Here’s another reason why this is bad law. Americans tend to have a strong sense of fairness; they generally know the difference between getting a fair shake and government overstepping. When a cop stops a driver who’s talking on a cell phone, something he or she’s been doing safely for years, respect for all laws and by extension all law enforcement is diminished.

When the government enacts such statist edicts, giving government officials more and easier authority to interfere in its citizens’ pursuit of happiness, those citizens bristle and eventually get angry, having gotten pretty damned fed up with a paternalistic nanny government who feels no compunction at restricting individual liberty in deference to socialistic goals.

Unfortunately we have too many statist politicians and community organizers afflicted with the do-something disease, or I should say, government-do-something disease, frothing at the mouth to pass more repressive laws. For too long these folks have based political “success” on how much tax money they can divert to pet pork projects and how many laws they can pass.

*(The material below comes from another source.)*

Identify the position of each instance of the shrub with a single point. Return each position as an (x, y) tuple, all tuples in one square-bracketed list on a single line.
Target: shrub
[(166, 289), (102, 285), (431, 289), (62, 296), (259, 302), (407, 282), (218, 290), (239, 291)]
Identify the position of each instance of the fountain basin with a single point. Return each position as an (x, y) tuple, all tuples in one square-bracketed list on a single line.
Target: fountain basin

Well, it’s well past time for a paradigm shift: Politicians need a new barometer for measuring “success,” and a new litmus test for deciding public policy. This new perspective should judge success not by how many laws a politician enacts, but by how many laws he or she repeals.

As for an American public policy litmus test, from the smallest village council to the U.S. Congress, how about the preeminent question asked when considering any law is, how does this law affect individual liberty?

How many unnecessary or redundant rules, regulations, and taxes can my political representatives repeal? That’s what I want to know. Repealing burdensome taxes, oppressive regulations, and nanny-statist laws, such as the new Washington cell phone law, would be a great start.

The most I want my representatives to do for me is the least they can do for me.